Avez-vous reçu des offres pour poursuivre votre carrière ailleurs qu’au SRS ?
En 1968, Nagy était rentré des Etats-Unis où il entraînait les Detroit Cougars. Il m’a proposé d’aller jouer là-bas dans son club. La clé de sa stratégie, c’est le poste de pivot, justement celui que j’occupais. Mais mon père m’a interdit d’y aller. Il disait que les States, c’est le bout du monde, que si c’était en France, en Italie ou en Espagne, il m’aurait autorisé à partir. J’étais l’aîné de la famille, j’aidais financièrement mon père. Dans la famille, nous étions cinq garçons et six filles. Après l’enseignement moyen, j’ai été orienté vers la filière technique, à Metlaoui, où j’ai fait trois ans. La Sncft a ouvert un concours. Je l’ai passé par curiosité, sans en parler à mes parents, et je l’ai réussi. Et c’est par l’intermédiaire de Monsieur Kraiem, chef du service central et collègue de mon père à la Compagnie, que mon paternel allait découvrir le pot aux roses. Il m’a administré une correction que je n’oublierai jamais. «Vous êtes admis à la Sncft, et vous hésitez toujours à rejoindre votre poste, hein ?», m’a-t-il lancé, furieux. Je lui ai répondu que je voulais continuer mes études. Il m’a fermement ordonné d’intégrer la compagnie.

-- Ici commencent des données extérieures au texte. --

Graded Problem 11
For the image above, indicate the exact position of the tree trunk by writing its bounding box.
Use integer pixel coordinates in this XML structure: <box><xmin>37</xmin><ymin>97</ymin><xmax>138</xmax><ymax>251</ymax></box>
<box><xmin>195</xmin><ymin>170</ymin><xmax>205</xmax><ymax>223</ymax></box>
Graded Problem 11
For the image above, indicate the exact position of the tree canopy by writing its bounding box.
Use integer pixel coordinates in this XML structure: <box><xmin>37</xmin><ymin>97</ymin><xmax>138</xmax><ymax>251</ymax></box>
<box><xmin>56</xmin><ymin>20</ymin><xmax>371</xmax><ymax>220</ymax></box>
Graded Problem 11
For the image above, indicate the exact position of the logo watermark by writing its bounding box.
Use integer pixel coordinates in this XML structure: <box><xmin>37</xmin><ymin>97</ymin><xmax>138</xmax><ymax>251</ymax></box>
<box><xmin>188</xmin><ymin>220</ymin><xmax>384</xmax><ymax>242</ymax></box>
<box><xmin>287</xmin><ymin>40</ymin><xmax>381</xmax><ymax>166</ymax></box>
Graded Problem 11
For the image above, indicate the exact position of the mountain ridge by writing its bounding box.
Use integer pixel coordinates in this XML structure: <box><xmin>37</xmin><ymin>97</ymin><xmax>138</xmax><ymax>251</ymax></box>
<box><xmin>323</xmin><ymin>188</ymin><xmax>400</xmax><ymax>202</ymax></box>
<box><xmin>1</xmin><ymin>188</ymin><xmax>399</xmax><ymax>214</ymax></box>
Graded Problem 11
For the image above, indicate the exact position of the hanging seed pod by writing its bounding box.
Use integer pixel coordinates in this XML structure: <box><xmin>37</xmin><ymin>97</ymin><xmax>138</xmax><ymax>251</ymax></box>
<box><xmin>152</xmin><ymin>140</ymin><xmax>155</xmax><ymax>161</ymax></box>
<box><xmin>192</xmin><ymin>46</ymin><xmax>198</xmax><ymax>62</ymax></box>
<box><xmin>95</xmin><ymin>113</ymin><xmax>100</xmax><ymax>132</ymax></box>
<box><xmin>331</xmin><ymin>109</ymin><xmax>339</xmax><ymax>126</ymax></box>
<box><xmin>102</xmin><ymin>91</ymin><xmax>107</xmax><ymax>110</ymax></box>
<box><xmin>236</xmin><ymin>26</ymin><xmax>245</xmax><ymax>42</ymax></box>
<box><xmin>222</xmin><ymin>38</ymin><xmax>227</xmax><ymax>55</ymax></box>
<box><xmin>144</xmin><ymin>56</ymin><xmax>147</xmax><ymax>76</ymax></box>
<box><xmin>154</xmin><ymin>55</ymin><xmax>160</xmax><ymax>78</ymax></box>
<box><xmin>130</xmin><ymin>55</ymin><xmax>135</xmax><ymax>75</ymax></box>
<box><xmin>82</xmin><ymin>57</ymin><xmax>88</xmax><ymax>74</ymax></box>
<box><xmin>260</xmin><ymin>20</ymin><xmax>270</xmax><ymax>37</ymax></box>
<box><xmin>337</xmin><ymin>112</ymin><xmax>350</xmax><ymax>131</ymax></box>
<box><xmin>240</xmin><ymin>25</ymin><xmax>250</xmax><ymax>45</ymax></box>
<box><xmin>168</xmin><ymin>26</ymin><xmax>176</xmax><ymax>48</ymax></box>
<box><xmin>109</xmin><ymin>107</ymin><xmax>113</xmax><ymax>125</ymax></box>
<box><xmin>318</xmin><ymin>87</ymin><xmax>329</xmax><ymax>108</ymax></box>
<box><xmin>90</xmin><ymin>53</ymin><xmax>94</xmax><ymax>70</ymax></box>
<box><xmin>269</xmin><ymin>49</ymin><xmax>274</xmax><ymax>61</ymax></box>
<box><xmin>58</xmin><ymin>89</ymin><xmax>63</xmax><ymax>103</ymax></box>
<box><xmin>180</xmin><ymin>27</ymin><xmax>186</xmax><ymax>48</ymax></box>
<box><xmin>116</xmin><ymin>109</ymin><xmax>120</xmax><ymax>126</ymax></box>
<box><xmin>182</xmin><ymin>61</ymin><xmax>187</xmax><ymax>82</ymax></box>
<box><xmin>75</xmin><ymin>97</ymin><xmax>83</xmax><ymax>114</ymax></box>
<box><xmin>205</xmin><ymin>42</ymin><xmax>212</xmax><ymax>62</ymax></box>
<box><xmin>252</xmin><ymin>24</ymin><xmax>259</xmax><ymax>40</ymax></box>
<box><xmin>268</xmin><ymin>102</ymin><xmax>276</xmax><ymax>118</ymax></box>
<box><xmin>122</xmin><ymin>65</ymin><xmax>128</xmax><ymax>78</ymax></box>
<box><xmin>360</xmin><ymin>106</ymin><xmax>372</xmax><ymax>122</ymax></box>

A votre avis, quel est le meilleur joueur tunisien de tous les temps?
Noureddine Diwa. Il y a eu aussi Agrebi et Tarek.
Et de l’histoire du SRS ?
Romdhane Toumi, un véritable artiste.
Quel sentiment vous inspire la situation actuelle du SRS?
Celui d’une fin annoncée. Bientôt, vous n’entendrez plus parler du SRS. Le foot est aujourd’hui affaire de gros sous. Or, mon club survit miraculeusement. Cela me fait de la peine, car c’est la seconde famille où j’ai vécu, et à laquelle j’ai consacré toute ma jeunesse.
Que représente pour vous la famille ?
La source où je puise mon énergie pour continuer à lutter. J’ai épousé Leila en 1978. Nous avons trois enfants: Mohamed Yassine, 36 ans, technicien supérieur à Tunisie Telecom, Meriam, 34 ans, cadre dans une assurance, et Dhoha, 30 ans, enseignante d’anglais.
Enfin, comment passez-vous votre temps libre ?
J’ai pris ma retraite de la Sncft depuis 2001. J’étais ajusteur mécanicien, et j’ai terminé contremaître. Je dispose donc de suffisamment de temps pour assouvir ma passion de bricolage: les réparations électriques, le badigeonnage, la menuiserie, tous ces travaux nécessaires à la maison, je m’en charge. A la télé, je ne regarde plus les plateaux politiques où on n’entend que du bluff, des mensonges et querelles. Je préfère me distraire devant les séries Nsibti Laâziza et Choufli Hal. Sboui et Slimène Labiadh me font rigoler comme un enfant. On ne se lasse jamais de regarder ces sitcoms-là. Ils sont immortels.